I’m concerned about Clara Oswald. Since Amy Pond’s plotline turned into such a mess, there was always the hope that a new companion meant a new start, a clean slate, and the ability to enjoy the show again. But although it seems premature to criticize a character who hasn’t properly appeared yet, warning bells are going off in my head.
Clara Oswald’s character is built to fail, because Clara is not being set up as a character; she’s a plot device. She’s been introduced as a mystery that has piqued the Doctor’s interest, just like a crack in a bedroom wall or a monster in the window of one of Van Gogh’s paintings, and the plot isn’t about this awesome person who adventures with the Doctor, but the Doctor’s attempt to figure out something that, in Moffat’s hands, is never going to make sense.
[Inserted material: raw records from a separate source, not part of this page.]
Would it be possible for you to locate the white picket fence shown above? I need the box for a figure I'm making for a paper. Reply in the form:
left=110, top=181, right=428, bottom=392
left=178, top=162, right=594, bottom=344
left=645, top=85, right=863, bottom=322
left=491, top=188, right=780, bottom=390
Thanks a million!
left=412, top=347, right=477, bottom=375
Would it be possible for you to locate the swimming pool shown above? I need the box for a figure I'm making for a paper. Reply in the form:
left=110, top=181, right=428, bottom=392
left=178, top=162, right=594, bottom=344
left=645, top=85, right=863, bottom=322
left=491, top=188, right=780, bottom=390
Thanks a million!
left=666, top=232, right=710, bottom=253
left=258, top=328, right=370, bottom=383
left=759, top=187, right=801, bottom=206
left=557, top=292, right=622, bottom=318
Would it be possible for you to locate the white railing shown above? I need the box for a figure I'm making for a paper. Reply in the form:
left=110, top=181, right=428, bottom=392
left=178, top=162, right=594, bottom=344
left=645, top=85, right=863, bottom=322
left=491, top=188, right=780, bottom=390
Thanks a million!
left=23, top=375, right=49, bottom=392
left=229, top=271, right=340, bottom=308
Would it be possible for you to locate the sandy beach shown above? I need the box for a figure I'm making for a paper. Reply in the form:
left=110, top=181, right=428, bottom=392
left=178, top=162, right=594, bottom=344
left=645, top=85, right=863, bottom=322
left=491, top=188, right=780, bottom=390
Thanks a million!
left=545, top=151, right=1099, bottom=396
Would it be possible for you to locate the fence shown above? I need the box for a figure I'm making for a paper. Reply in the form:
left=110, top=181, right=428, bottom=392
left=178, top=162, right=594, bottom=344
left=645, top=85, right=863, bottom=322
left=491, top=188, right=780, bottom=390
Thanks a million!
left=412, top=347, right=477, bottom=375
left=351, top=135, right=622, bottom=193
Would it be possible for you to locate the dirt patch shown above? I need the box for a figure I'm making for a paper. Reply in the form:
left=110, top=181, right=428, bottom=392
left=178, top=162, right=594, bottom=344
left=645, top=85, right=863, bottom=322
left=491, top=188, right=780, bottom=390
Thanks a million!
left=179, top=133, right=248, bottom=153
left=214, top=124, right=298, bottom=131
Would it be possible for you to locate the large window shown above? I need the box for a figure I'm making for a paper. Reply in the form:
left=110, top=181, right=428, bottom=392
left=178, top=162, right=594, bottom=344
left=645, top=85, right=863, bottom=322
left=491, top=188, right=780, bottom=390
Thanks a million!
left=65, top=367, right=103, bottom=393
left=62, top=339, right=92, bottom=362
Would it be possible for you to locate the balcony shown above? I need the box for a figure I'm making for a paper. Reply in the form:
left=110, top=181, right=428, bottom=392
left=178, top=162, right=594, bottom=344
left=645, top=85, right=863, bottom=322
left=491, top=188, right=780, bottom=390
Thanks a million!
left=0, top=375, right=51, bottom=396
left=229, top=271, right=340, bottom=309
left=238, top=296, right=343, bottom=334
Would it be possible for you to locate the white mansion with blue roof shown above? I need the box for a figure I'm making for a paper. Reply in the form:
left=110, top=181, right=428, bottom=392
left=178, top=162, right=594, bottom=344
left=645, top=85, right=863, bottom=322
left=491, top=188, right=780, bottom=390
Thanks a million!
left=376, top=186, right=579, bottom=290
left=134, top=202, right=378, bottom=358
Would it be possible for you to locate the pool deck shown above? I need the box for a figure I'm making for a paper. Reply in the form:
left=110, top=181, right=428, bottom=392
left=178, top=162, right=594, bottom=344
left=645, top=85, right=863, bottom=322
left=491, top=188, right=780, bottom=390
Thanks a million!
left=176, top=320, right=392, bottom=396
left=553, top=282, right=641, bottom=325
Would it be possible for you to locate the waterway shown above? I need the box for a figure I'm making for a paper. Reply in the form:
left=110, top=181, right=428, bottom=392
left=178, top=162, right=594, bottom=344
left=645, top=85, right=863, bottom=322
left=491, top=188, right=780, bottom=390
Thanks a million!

All my fingers are crossed that Clara doesn’t continue to die. If our companion dies at the end of every episode, and is replaced with someone from another time who looks the same, all chance for character development, or the development of a proper relationship between the Doctor and Clara, is lost. In this scenario, Clara is truly nothing more than a walking, talking plot device, as individual as the cracks across the universe (although possibly less deadly).
But even if the Clara we find in Saturday’s episode remains with us throughout the season, things are already looking ropey. In the prequel episode that was released at the weekend, the Doctor talks to a random young girl about the friend he’s lost. The girl, of course, turns out to be a young Clara. Which leaves me wondering… has Moffat ever written a major female character who doesn’t meet the Doctor as a child, obsess about him throughout her life, and then kiss him when she meets up with him again? Amy does it, River does it when her timeline is flipped, even minor, one-episode characters do it. Hopefully, in a realistic world, young!Clara won’t remember meeting the Doctor for more than a day… but in Moffat’s world, that seems unlikely. Once again, she seems like a female character primed to have her whole life built around the Doctor. And Clara, even more so than Amy, seems like a character whose personality, interests and life don’t matter. She is the same person across time, a person who keeps dying and reappearing, and the Doctor is determined to hunt her down to figure her out, rather than because he thinks “she was an interesting person. I want to see her again.”
New Who has always been about the somewhat-crazy, deeply flawed Doctor, and the amazing, seemingly-normal human being who shares his adventures. The narrative focus has always been on the companion. They’re our point of entry into the show, our emotional connection, the surrogate for the viewer — and, amazingly, they’re fully-fledged female characters. The narrative has had its problems, but it features real women who often drive the story and achieve great things. Now the female companion has been reduced to a point of interest, another piece of the convoluted plot that is the Doctor’s world. They are there for eye-candy, for some male-gaze camera angles, and for some Strong Female Character sexualized fighting, but they are not developed, do not have family or friends, do not have emotional consistency or long-term thoughts, opinions or problems of their own. Only lip service is paid to them being actual individuals, while the Doctor runs the show.
This is all speculation, of course, and I hope that I’m wrong. But everything about Doctor Who makes me nervous these days, and with Moffat still at the helm, reusing old, problematic tropes before the season has even begun, I doubt my concern is misplaced.